Things have gotten uncharacteristically serious lately here at Small Dog Snappy Comebacks and Humorous Life Stories Inc.!  Regular programing will resume immediately.

I came into work this morning to find a fine white powder covering my desk.  Honest to goodness my first thought was, “Great.  I don’t know how to clean up cocaine.  Who spilled this?”  Luckily it turns out repairmen were just crawling around our ceiling space last night and knocking dust loose.

Still a mess, though.

image via

The Telephone Game (or, The Roof The Roof The Roof is on Fire!)

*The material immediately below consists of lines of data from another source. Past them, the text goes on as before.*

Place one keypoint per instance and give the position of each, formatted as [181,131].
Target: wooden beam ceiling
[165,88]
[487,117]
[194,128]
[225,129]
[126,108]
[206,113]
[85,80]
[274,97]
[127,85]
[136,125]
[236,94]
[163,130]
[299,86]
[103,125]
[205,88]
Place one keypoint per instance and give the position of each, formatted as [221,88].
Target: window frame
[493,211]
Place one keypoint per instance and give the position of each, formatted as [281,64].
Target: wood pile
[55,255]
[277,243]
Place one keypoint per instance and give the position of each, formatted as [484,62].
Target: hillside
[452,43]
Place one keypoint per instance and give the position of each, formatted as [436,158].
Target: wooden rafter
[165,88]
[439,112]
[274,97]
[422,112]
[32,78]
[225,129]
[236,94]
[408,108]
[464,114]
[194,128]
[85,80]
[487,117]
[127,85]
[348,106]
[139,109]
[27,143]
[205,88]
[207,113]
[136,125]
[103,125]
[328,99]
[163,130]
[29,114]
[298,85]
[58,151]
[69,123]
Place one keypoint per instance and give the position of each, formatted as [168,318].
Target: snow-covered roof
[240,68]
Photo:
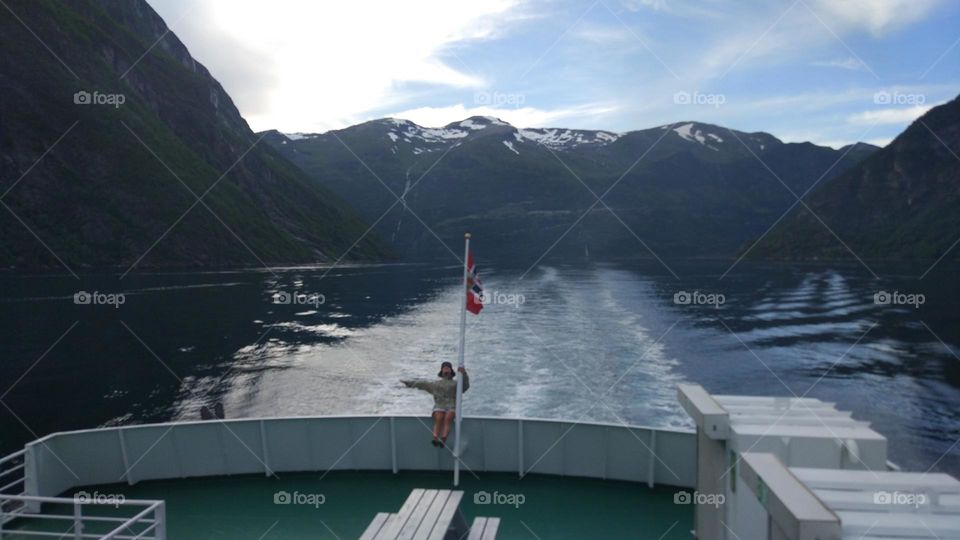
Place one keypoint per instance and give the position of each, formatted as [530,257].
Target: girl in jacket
[444,392]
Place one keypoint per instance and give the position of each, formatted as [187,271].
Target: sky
[827,71]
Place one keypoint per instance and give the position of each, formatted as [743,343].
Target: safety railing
[12,482]
[81,522]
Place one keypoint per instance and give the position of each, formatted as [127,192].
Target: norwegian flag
[474,287]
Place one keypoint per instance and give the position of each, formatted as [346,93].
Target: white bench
[484,528]
[427,514]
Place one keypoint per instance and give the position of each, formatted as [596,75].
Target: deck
[544,506]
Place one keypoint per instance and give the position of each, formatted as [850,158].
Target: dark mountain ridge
[116,188]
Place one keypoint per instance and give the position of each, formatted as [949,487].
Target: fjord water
[598,342]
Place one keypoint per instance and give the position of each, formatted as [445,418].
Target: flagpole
[463,333]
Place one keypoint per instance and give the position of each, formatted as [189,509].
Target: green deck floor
[243,507]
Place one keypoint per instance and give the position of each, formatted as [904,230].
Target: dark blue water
[594,341]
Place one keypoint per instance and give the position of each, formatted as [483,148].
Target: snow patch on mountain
[470,124]
[690,133]
[558,139]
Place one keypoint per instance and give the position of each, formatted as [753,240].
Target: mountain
[685,190]
[902,203]
[107,125]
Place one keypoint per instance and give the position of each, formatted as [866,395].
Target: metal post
[160,515]
[77,521]
[463,332]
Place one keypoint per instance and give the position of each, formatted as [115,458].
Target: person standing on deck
[444,392]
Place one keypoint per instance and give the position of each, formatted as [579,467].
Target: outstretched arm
[418,384]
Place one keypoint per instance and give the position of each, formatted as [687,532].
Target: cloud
[876,16]
[326,64]
[891,115]
[849,63]
[523,117]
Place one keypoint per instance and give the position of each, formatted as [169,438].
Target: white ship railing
[54,465]
[12,482]
[151,521]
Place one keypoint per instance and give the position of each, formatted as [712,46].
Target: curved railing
[61,461]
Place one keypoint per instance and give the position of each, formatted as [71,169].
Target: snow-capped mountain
[690,187]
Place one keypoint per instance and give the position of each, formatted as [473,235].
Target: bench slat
[484,528]
[376,526]
[414,520]
[447,516]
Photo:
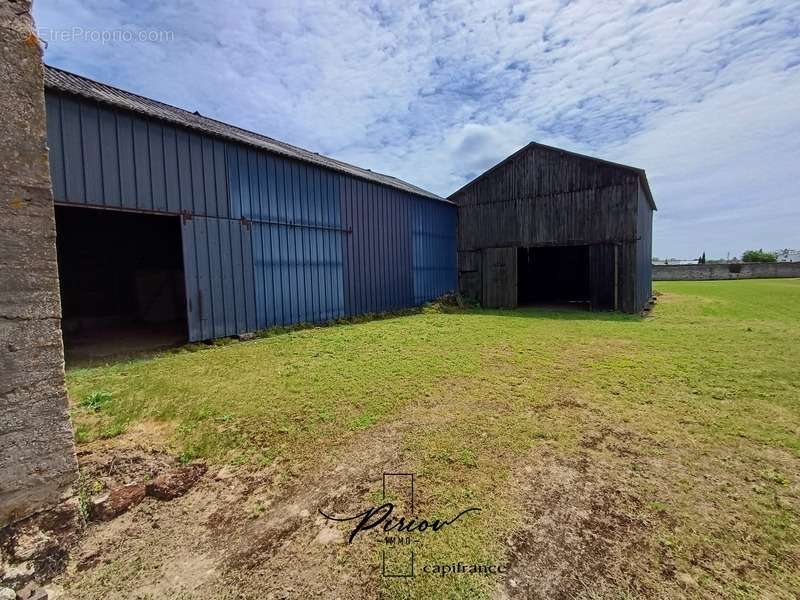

“Fire is the most tolerable third party. ”
~Henry David Thoreau

Fire
via

Yesterday a small museum on campus currently being renovated defied the odds and physics when a supposedly inflammable material caught fire.  No one was hurt and the area in question was basically a construction site so no collections were even in the area to be damaged.  All in all, a hugely surprising but manageable emergency.  What followed, based on communication from concerned citizens:

“The museum is on fire!”
“Thank you, we’ve got first responders on the way.”

“Did you guys know the museum is on fire?!”
“Yes, we’re responding now.”

“My daughter just called me and told me the university was on fire!”
“No, sir, just one building and it’s been contained.”

“OMG I just saw on Twitter that the university has burned down, are classes cancelled?!”
“You’ll need to talk to your professors but I’m going to go out on a limb and say not a chance.”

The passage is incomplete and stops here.